Our students spent the afternoon learning about slavery and human trafficking. I invited one of my friends who leads a major initiative to combat human trafficking in South Asia to speak to our students. He talked about the challenges of bringing new hope to girls trapped in the unimaginable hell of forced prostitution. The challenges of rescuing these girls and bringing their oppressors to justice is not as easy as it looks on television. The plans of the rescuers are often frustrated by corrupt police officials and savvy lookouts that alert brothel owners of suspected raids. But, in spite of the difficulties and setbacks, they have managed to rescue more than four-hundred girls from brothels in South Asia. Tomorrow, the girls on our team will visit the aftercare home that we fund.

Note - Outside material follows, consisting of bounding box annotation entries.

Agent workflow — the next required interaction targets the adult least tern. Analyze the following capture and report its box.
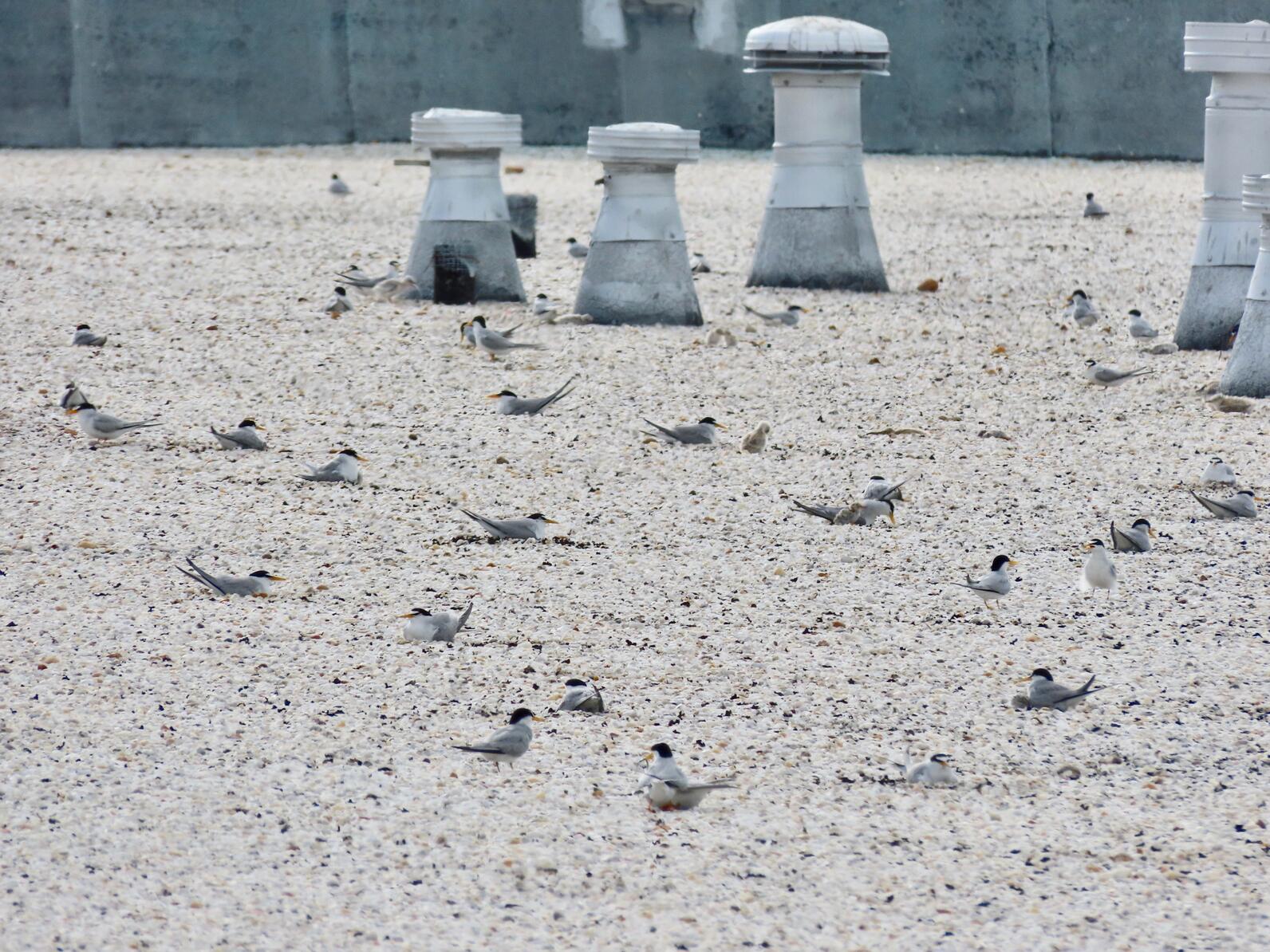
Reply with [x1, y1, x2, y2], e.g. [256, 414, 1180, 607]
[487, 377, 577, 416]
[1023, 667, 1102, 711]
[71, 324, 105, 347]
[952, 556, 1019, 608]
[300, 450, 365, 486]
[1085, 360, 1154, 390]
[635, 744, 736, 810]
[459, 508, 558, 540]
[640, 416, 728, 446]
[455, 707, 542, 770]
[176, 557, 286, 598]
[556, 678, 605, 714]
[66, 403, 159, 439]
[397, 602, 474, 641]
[1111, 519, 1156, 553]
[208, 419, 268, 450]
[1191, 489, 1262, 519]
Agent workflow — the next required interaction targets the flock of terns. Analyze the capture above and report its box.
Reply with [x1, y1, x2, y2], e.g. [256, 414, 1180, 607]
[52, 175, 1260, 810]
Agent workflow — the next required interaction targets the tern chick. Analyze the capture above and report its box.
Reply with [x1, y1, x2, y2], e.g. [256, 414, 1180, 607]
[71, 324, 105, 347]
[208, 420, 268, 450]
[455, 707, 542, 769]
[176, 557, 286, 598]
[397, 602, 472, 641]
[300, 450, 365, 486]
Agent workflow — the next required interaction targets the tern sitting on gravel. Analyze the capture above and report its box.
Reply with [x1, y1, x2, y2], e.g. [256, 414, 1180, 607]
[176, 557, 286, 598]
[455, 707, 542, 769]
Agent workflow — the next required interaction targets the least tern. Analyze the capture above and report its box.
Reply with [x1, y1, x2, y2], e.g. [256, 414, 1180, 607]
[640, 416, 728, 446]
[455, 707, 542, 769]
[1023, 667, 1102, 711]
[71, 324, 105, 347]
[66, 403, 159, 439]
[176, 557, 286, 598]
[210, 420, 268, 450]
[952, 556, 1019, 608]
[556, 678, 605, 714]
[1191, 489, 1262, 519]
[740, 423, 772, 453]
[57, 382, 88, 410]
[1129, 307, 1159, 340]
[1111, 519, 1156, 553]
[635, 744, 736, 810]
[1067, 288, 1102, 328]
[459, 508, 558, 540]
[1081, 538, 1116, 596]
[472, 315, 542, 360]
[1199, 456, 1234, 486]
[742, 305, 803, 328]
[300, 450, 365, 486]
[487, 377, 577, 416]
[1085, 360, 1154, 390]
[397, 602, 474, 641]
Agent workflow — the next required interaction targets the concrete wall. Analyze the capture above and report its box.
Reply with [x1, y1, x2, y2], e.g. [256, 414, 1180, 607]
[0, 0, 1270, 159]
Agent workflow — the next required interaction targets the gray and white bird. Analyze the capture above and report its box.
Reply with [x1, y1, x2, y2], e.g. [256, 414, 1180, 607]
[1111, 519, 1156, 553]
[208, 419, 268, 450]
[640, 416, 728, 446]
[1067, 288, 1102, 328]
[952, 556, 1019, 608]
[1199, 456, 1236, 486]
[71, 324, 105, 347]
[556, 678, 605, 714]
[487, 377, 577, 416]
[1023, 667, 1102, 711]
[1129, 307, 1159, 340]
[459, 508, 558, 540]
[66, 403, 159, 439]
[1085, 360, 1154, 390]
[455, 707, 542, 769]
[300, 450, 365, 486]
[635, 744, 736, 810]
[1081, 538, 1116, 596]
[1191, 489, 1262, 519]
[397, 602, 474, 641]
[742, 305, 803, 328]
[176, 557, 286, 598]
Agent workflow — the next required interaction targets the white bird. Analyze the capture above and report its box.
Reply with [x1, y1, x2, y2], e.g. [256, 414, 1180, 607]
[66, 403, 159, 439]
[397, 602, 474, 641]
[1129, 307, 1159, 340]
[210, 419, 268, 450]
[300, 450, 365, 486]
[1081, 538, 1116, 596]
[71, 324, 105, 347]
[1085, 360, 1154, 390]
[1199, 456, 1234, 486]
[455, 707, 542, 769]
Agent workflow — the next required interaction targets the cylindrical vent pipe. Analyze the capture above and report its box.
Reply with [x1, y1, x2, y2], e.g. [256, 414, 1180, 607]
[1173, 20, 1270, 350]
[746, 17, 890, 291]
[405, 109, 524, 301]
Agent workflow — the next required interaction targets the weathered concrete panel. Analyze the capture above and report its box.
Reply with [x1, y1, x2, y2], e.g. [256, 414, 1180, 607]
[69, 0, 353, 146]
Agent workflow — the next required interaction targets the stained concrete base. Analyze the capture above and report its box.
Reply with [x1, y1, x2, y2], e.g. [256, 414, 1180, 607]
[405, 219, 524, 301]
[1173, 264, 1252, 350]
[1222, 300, 1270, 399]
[573, 241, 702, 328]
[746, 207, 890, 291]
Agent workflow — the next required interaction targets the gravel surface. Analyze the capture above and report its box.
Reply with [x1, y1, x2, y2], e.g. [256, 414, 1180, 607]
[0, 146, 1270, 950]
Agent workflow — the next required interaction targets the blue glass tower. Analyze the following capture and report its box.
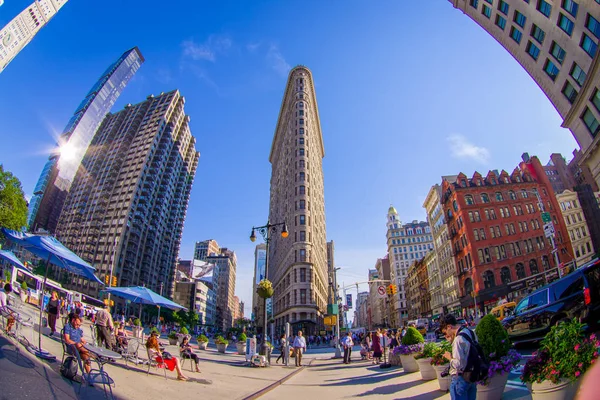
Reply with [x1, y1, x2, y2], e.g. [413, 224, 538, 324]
[27, 47, 144, 233]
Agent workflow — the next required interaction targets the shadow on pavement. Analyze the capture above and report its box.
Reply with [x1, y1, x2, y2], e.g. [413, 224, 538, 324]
[350, 381, 426, 400]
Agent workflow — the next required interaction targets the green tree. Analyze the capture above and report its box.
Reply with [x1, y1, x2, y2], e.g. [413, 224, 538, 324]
[0, 164, 27, 231]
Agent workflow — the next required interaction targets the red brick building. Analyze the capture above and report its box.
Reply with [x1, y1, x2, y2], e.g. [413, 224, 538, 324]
[442, 156, 573, 312]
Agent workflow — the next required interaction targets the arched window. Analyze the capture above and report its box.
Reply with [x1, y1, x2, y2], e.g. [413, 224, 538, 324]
[515, 263, 525, 279]
[483, 270, 496, 289]
[529, 258, 540, 275]
[465, 278, 473, 296]
[500, 267, 511, 284]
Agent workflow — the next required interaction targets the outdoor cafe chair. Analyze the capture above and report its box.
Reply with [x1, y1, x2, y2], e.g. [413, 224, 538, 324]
[68, 344, 115, 399]
[146, 347, 167, 379]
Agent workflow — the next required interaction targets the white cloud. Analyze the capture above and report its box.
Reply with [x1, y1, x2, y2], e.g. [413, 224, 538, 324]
[181, 35, 233, 62]
[446, 135, 490, 164]
[267, 44, 292, 77]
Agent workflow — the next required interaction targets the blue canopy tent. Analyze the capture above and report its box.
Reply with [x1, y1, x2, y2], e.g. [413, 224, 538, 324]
[2, 228, 104, 359]
[102, 286, 187, 319]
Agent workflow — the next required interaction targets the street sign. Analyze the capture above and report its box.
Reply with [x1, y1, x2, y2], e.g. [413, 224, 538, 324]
[544, 222, 554, 237]
[542, 211, 552, 224]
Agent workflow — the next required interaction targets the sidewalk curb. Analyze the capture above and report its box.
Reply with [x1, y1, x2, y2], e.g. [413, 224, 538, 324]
[242, 358, 317, 400]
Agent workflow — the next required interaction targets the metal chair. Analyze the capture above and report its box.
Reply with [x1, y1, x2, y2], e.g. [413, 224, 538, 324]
[146, 347, 167, 379]
[68, 344, 115, 399]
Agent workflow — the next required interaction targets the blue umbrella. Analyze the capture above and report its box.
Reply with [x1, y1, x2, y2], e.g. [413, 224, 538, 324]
[0, 250, 27, 270]
[2, 228, 103, 358]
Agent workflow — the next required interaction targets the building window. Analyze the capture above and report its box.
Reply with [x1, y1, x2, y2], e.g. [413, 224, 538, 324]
[537, 0, 552, 18]
[592, 89, 600, 111]
[569, 62, 586, 87]
[498, 0, 509, 15]
[510, 26, 523, 43]
[531, 24, 546, 44]
[550, 42, 567, 65]
[581, 107, 599, 137]
[556, 13, 575, 36]
[525, 41, 540, 61]
[562, 80, 577, 104]
[513, 10, 527, 28]
[585, 14, 600, 39]
[496, 15, 506, 30]
[481, 4, 492, 19]
[544, 59, 560, 81]
[579, 33, 598, 58]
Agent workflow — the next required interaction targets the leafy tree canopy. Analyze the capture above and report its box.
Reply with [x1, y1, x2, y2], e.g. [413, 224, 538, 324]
[0, 164, 27, 231]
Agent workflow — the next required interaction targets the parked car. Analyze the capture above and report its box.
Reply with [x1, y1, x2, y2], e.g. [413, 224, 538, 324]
[502, 260, 600, 343]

They will spend time encouraging the young victims — reaffirming their worth as human beings created in the image of a God who loves them.

As I write this post, our student and sponsors are all in bed, tired from a combination of jet-lag and long hours of service. It’s been a good first day in Kolkata. Today, we learned that the path to New Hope School and the path to new hope for the victims of sex trafficking are both challenging. Nevertheless, we are determined to do our small part to walk that path and to bring new hope to children in the slums and to the young girls rescued from the clutches of evil. Tomorrow, we will also offer hope to the least of these who reside at three of Mother Teresa’s homes. We are grateful for the opportunity to be here and to be Jesus with skin on as we walk the path to new hope.


Responses

  1. Very humbling… thanks for sharing. Praying for you guys.

  2. Omar, my heart is humbled by the work you are doing. May God bless the work of Pastor Rudra and the children’s ability to learn. May they be freed from destitute poverty if it is the Lord’s will.
    Susan Priest

  3. Deari Omar,
    Glad to hear about the school your church sponsors.
    We know something of the life Bengalis live as a home we stayed out in Salt Lake employed children to wash floors, cloths and cars all for a few Rupees. They had come from Bangladesh. We did not approve of our friends exploitation of children.
    So praise God for Pastor Rudra’s school that gives the children a chance of an education to break free from poverty. Bless the students for their efforts despite recovering from jet lag.
    Oh how great it is that Kingsland is part of the solution for rescuing girls from the “sex trade”. We pray the ladies will encourage those girls whom they meet and show the love of Christ. We pray the powers of the evil one will be destroyed and occult activities be cast out.

    Every Blessing to you all

    Paul & Sarah

  4. Omar, please tell the group that I will miss them this week in Nicaragua. Our group of upcoming seniors will be praying for them every day. We leave early in the morning for Managua. Once again, I am privileged to spend a week in Nicaragua with another fantastic group of students.

    Blessings,

    Doyle

  5. So proud of all the students! Praying for you all.

  6. The images remind me so much of my childhood in Mexico, Omar. Village homes were made of bamboo, pieces of wood with overlapping pieces of plastic, adobe bricks, you name it. Some of the huts had old pieces of clothing woven into the frames too. The worst structures were the pieces of corrugated tin slapped together. They became very hot in the summer.

    It is hard for Americans to conceptualize these things so it is wonderful that you take young adults on trips like this to introduce them to the world of the look of poverty on macro scale.

    Thank you for all you do, for such a compassionate heart.

    Tammy

    • I love walking along these muddy paths. It’s an experience that always opens my eyes and softens my heart.